Exactly eight years later, the second event takes place in Barcelona, August 8, 1992 – This time the women’s 1500 meter run. Hassiba Boulmerka from Algeria steps lightly to the starting line and bows in wait for the gun. She has had to train away from home after a storm of death threats from Islamists who took issue with her bare legs at the previous year’s World Championship in Tokyo.
Since then, she must be escorted to and from practice and the race that day by armed guards. She is running this race for herself, to prove her country wrong.
When she pulls into the lead, a final 200 m dash, she doesn’t fall across the finish line, she leaps into it. Like El Moutakawel before her, Boulmerka has just won the first gold medal for Algeria.
She looks stern as she pumps her fist in the air.
Later she’d describe this gesture as, “a symbol of defiance. It was to say: ‘I did it! I won! And now, if you kill me, it’ll be too late. I’ve made history!’”
As she runs her victory lap she lovingly hugs her country’s flag to her heart. It is a closed, protective gesture and a sharp contrast to El Moutakawel’s open victory lap.
These two very different, wordless gestures of victory illustrate how volatile the place of Arab women athletes is within a national context.
One athlete had the infrastructural and psychological support of her country and her family while the other didn’t. The Olympics in particular, being a deeply politicized event where nationalism can be most fervent and boundaries can be most pushed, gives an essential public push to those governments and societies who do not offer the support to female athletes that are required to nurture athletic talent.
Despite these pioneering women in sport, the environment is still hostile, perhaps more so than ever before in the current post-revolt turmoil. The women in this exhibition will each have to run bravely to their own battles both external and internal during their sporting careers.
Although Nawal and Hassiba both won Gold, in the end, Aisha didn’t win her race. Some years after the victory at Badr, when Aisha had put on weight from motherhood and lost her ease at flight, Mohamed prodded her to race again.

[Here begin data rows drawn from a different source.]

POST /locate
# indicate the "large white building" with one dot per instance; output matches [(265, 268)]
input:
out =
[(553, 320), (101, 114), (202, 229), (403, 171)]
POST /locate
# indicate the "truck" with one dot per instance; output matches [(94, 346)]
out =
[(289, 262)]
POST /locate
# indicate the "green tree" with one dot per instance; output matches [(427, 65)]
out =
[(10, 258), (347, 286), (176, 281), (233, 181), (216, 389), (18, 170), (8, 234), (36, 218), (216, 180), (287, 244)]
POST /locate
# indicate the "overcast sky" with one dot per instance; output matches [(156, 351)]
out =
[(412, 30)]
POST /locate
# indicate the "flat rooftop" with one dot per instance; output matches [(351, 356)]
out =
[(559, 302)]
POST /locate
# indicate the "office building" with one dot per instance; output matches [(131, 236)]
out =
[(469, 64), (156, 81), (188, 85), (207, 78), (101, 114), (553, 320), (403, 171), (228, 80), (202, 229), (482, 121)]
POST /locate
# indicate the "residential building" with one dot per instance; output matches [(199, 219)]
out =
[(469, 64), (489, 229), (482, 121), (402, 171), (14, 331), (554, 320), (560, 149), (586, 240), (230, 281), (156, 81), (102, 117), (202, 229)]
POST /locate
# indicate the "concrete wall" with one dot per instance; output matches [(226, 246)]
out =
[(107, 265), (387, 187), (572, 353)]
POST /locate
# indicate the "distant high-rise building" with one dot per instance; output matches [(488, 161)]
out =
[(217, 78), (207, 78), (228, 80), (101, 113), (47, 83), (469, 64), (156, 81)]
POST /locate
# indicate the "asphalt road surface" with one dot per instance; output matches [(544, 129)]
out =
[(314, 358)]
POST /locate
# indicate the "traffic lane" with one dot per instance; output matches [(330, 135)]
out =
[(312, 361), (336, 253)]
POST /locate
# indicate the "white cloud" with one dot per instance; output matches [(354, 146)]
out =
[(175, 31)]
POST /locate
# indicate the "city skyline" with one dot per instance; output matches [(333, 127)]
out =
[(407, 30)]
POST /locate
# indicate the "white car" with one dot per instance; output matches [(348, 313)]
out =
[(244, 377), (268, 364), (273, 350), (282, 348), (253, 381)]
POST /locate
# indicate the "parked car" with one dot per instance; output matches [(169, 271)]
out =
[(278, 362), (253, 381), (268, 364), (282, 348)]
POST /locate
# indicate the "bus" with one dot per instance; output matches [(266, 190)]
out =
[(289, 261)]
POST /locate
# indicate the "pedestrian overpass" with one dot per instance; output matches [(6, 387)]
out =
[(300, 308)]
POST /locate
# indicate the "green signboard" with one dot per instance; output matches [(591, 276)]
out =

This time as they bolted across the sand he beat her easily. When she brought up the rear, gasping for breath he said, “This is in payment for last time.” Now, as you are introduced to the athletes in this exhibition, try to strip away the politics, the religion and even the gender of these courageous people and I think you will find all that remains is the sacred question of a human’s sovereignty over its own body and beneath that, the flickering flame of unbreakable will.